Le MAE se veut l’élève zélé du gouvernement. Il mène une politique suicidaire pour les établissement culturels comme en témoigne la volonté de fermer les cours de l’institut français de Vienne. Si l’on ajoute la politique menée sur la coopération au développement et sur les assistants techniques, on peut s’interroger sur l’existence même de la DGCID.

Pour l’AEFE, le Ministre des Affaires Etrangères reconnaît l’augmentation des effectifs scolaires dans les établissements français mais il nous dit en même temps que Bercy refuse de financer la construction de nouveaux lycées français à l’étranger. En revanche, il envisage des partenariats avec la caisse des dépôts.

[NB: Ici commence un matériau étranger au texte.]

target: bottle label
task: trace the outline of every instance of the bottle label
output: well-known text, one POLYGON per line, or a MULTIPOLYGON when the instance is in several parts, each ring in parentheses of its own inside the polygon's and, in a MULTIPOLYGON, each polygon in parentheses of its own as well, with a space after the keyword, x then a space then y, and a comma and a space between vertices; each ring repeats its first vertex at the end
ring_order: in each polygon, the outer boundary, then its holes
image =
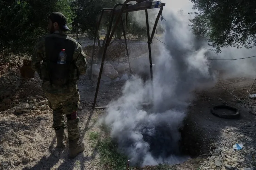
POLYGON ((63 64, 66 63, 66 52, 62 51, 60 53, 59 57, 59 61, 58 63, 60 64, 63 64))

Cela n’empêche pas l’AEFE de déménager dans des nouveaux locaux pour un loyer de 1 million d’euros en régime de croisière tout en  refusant d’envisager des créations de postes. Les postes de résidents et d’expatriés font défaut. On attend toujours l’augmentation de l’ISVL.

Les précaires existent aussi à l’AEFE, leur situation démontre que l’Etat français est un bien mauvais employeur. Ce sont les  recrutés locaux qui subissent cette précarité. Ils sont traités comme variables d’ajustement sans respect pour leurs droits !!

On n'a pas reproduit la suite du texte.